I'm sure many of us can relate to what you're going through. YOU CAN DO IT! The hardest part is getting restarted and sticking with it long enough to SEE results. That was always my problem - giving up before I gave myself a chance. It wasn't until I lost my first 15 pounds and I started to notice a difference in my clothes. Once I lost 20 pounds people started noticing and that was so so so motivating.

I'm right with you. Heaviest weight was 245 in 2010. I'm down 50 pounds but have been stuck in the 190s for the past year. I'm in limbo until I can get it all together and start losing consistently again.

I know we can do it though!

Kelly said...

Adrienne, I've always thought you were a hot mama! It is so hard to push the reset button, and I speak from experience. It will happen, just keep on trucking! Love you. :-)

Adrienne said...

Thank you both so much! :) You are both right! Kelly you;ve motivated me!

Anonymous said...

Being committed is the first step and I think your goal of being able to say "Ive lost my weight" to those highschool people is a very motivating goal. Heres my confession: I see people that I went to school with and they have gained weight. I secretly get happy inside because its those people who I looked at in school and wanted to have their body so much. Now, I know we all have struggles, some just come later than others.

Liz is getting back to her fighting weight said...

Being Committed is a great thing! I think you are amazing! All the work you have put into it. Having 2 babies does alot to your body. I think you should do nothing but congratulate yourself on all your hard work!

Katie said...

I can *SO* relate to this entry! Thank you for being so raw and honest! It's helpful to "hear" that other people are in similar spots in their life!

Kimberly said...

I feel the same way...only I haven't been pregnant during any of this. LOL

In my opinion (not that it matters really), I think you're beautiful and doing a fabulous job. You're changing your life and habits, and even more importantly, you haven't given up no matter how hard things have been. So pat yourself on the back for a job well done!

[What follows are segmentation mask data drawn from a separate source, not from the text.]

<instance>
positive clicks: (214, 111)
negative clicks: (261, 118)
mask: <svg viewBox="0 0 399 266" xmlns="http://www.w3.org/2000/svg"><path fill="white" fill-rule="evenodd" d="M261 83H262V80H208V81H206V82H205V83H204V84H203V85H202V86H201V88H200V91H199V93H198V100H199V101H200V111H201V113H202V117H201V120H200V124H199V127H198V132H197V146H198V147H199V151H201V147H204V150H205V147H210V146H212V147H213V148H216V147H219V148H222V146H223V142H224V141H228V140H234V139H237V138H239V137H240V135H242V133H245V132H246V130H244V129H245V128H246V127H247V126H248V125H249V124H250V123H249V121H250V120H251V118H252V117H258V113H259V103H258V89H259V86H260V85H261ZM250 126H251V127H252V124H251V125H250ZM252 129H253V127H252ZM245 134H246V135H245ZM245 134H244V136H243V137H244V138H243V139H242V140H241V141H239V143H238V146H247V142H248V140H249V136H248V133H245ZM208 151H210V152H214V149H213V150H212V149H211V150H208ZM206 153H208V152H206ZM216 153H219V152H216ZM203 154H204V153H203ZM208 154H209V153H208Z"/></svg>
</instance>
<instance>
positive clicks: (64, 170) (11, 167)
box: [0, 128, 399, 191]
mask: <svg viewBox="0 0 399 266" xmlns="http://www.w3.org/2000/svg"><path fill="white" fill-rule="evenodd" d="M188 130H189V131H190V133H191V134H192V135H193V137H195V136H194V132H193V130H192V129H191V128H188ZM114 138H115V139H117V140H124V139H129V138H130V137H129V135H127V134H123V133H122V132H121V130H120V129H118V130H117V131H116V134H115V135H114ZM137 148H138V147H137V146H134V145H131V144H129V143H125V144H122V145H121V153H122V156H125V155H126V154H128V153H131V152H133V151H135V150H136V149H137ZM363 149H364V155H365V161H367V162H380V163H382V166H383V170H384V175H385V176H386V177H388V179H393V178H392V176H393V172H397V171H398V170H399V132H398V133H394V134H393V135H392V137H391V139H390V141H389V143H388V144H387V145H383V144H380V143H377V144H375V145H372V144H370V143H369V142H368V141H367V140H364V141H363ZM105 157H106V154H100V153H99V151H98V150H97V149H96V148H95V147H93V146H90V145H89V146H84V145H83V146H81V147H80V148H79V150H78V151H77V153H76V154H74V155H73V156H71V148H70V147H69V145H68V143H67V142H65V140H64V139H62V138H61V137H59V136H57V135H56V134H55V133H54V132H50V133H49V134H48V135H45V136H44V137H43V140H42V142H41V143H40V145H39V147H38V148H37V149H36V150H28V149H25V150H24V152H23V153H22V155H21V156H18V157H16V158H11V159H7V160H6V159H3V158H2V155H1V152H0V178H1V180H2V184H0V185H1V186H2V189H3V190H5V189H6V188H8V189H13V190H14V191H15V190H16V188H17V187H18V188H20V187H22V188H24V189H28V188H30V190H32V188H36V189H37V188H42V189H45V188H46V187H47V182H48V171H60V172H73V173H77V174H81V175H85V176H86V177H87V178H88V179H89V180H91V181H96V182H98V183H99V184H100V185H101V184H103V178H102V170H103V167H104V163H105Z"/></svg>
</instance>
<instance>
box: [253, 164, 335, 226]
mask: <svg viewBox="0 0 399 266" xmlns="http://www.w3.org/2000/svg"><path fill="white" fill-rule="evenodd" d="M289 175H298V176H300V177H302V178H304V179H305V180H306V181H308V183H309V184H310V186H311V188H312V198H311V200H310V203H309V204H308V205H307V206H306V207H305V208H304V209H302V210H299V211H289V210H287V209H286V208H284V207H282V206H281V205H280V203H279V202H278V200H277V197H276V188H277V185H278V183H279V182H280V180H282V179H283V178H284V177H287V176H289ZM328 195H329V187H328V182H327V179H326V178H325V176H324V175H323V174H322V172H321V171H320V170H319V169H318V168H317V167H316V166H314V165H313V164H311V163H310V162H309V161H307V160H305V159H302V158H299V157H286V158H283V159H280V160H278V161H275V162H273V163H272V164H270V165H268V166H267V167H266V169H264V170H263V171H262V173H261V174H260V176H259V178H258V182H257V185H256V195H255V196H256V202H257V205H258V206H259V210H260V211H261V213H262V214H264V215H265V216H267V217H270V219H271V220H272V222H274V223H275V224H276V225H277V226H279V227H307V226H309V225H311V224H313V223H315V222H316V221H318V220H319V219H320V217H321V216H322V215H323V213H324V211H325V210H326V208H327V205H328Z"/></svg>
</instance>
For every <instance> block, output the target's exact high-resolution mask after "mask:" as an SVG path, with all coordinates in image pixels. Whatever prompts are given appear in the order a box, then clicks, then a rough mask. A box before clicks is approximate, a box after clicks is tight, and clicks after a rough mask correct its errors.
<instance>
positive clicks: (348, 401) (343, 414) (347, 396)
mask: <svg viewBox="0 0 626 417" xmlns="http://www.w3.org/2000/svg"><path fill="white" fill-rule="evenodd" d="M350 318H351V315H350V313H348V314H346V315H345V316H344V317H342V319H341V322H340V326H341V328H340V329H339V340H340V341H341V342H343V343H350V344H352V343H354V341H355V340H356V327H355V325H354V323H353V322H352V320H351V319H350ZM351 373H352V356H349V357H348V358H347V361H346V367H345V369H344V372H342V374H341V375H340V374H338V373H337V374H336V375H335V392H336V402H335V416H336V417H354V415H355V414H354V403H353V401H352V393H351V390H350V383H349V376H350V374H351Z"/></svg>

Love, hugs and blessings sweet friend!!!

Katie A. said...

Girl hang in there! I know it can be frustrating when you're trying to lose weight and the scale isn't changing like you want it to be, but you're still doing a great job! Don't forget that muscles weighs more than fat, so as you build muscle the scale may stay the same or even go up, BUT muscle burns more calories than fat. You will get there, it just takes time unfortunately. The weight didn't get put on over night and it's not going to come off over night, but you ARE committed and you WILL get there! Maybe it would do you some good to quit stressing over the numbers for a couple of weeks and just enjoy your workouts?